Ja pustkę…
chciałam wczoraj B I N G O L I choć anagram wysłać, ale ze słowem Przemyt nic nie wpadło mi do głowy.
Ja pustkę…
chciałam wczoraj B I N G O L I choć anagram wysłać, ale ze słowem Przemyt nic nie wpadło mi do głowy.
Pustka, to pół biedy.
.gorzej jak się ma łeb pełny i pusty jednocześnie.

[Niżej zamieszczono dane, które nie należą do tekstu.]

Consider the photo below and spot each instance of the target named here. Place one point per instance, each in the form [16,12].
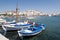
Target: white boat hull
[29,34]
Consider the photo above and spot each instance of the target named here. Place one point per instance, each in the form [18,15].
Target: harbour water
[52,31]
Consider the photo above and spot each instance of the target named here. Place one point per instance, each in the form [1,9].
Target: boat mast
[17,11]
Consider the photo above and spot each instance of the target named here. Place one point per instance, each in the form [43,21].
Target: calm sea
[52,31]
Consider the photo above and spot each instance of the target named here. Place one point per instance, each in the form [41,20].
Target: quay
[2,37]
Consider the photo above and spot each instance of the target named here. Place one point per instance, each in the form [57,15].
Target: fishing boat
[32,30]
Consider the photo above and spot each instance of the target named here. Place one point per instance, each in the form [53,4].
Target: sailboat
[16,25]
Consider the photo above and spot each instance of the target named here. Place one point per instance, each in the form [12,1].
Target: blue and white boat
[32,30]
[14,26]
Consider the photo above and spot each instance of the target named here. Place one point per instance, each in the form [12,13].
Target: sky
[47,6]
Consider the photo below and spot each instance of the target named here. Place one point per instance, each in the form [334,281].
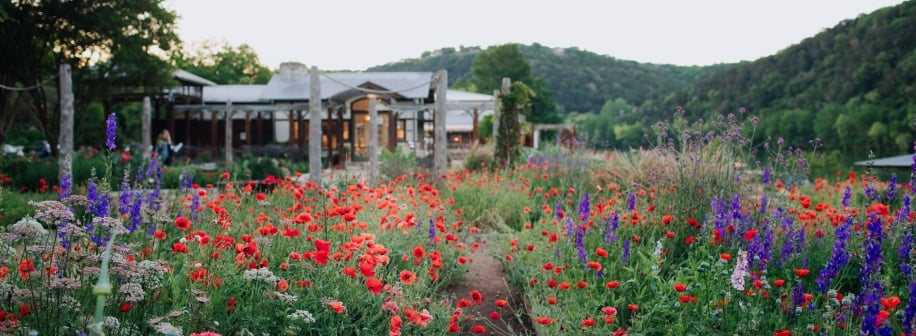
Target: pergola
[295,91]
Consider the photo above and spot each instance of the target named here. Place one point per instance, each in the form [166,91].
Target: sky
[355,35]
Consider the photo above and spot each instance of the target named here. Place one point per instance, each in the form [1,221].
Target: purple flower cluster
[611,227]
[432,230]
[872,290]
[584,207]
[891,187]
[840,255]
[580,246]
[111,129]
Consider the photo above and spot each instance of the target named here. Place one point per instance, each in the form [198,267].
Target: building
[273,119]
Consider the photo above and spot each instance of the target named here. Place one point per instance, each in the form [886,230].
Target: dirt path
[486,275]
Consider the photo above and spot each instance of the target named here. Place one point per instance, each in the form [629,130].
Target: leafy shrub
[479,158]
[397,163]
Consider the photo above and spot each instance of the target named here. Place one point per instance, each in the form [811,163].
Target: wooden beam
[440,150]
[315,126]
[292,130]
[373,141]
[248,128]
[261,129]
[214,134]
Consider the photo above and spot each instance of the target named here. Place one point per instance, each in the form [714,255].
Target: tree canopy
[224,63]
[105,42]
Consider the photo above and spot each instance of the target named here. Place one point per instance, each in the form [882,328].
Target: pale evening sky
[355,35]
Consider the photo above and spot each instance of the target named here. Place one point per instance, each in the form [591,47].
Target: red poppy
[601,252]
[680,287]
[374,285]
[408,277]
[750,234]
[544,320]
[476,296]
[182,223]
[419,252]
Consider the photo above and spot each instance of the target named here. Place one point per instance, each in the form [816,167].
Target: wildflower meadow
[708,232]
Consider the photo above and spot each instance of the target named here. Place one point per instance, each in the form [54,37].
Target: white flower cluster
[260,274]
[301,315]
[133,291]
[150,274]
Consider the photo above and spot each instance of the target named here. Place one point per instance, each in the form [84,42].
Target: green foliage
[256,168]
[396,164]
[850,86]
[39,36]
[479,158]
[224,64]
[512,104]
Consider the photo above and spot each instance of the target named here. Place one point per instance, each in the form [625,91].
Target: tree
[224,64]
[492,65]
[512,104]
[38,36]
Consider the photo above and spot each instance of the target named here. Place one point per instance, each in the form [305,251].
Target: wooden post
[214,134]
[496,114]
[292,130]
[261,129]
[146,129]
[228,149]
[475,129]
[315,126]
[248,128]
[65,139]
[187,127]
[440,151]
[303,132]
[170,115]
[373,140]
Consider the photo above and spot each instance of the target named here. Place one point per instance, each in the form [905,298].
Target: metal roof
[185,76]
[894,161]
[241,93]
[296,86]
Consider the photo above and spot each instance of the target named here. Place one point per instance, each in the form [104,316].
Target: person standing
[164,147]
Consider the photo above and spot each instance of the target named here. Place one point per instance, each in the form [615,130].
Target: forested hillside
[853,86]
[579,80]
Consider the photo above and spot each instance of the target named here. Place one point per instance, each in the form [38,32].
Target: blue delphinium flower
[611,227]
[872,290]
[891,187]
[584,207]
[135,216]
[580,246]
[111,130]
[839,257]
[65,185]
[846,196]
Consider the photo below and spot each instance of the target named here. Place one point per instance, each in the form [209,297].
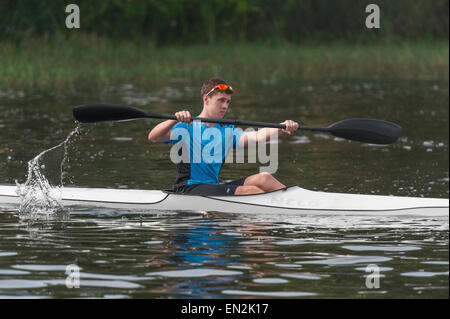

Z tą drugą połową biedy żyje się lepiej?
można z niej coś jednak wydziobać…
na przyszłość
Nie wiem, którą połowę posiadasz.
.tą większą, czy mniejszą?
Połowa, to 50/50
Nie ma większej lub mniejszej.
Ale co Ty tłumaczysz?
I tak większa połowa z nas tego nie zrozumie.
Pięćdziesiąt pięćdziesiatych równa się jeden.
.a nie mniejsze pół.
I tu się mylisz.
Ja zrozumiałam i zapamiętałam.
Na starym pytamy rozmawialiśmy o czymś, nagle ja wyskoczyłam z tekstem: …większa połowa…
Powinnam poprawnie napisać: większa część…
Od tej pory mam w głowie, że połówki są równe
Większa połowa populacji nie rozumie tego, że połowy są równe.
To nie ma znaczenia, podziurawiony jak durszlak
To by tłumaczyło jego (łba) pustość.
.zapchać.dziury.byleczym.
zapycham Pytamy
E tam. Zapychając bylejakim Pytamy, zapchasz bylejak.
.prądu szkoda.
Polowka to polowka, nawet jak ja ktos napocznie i zostanie cwiartka.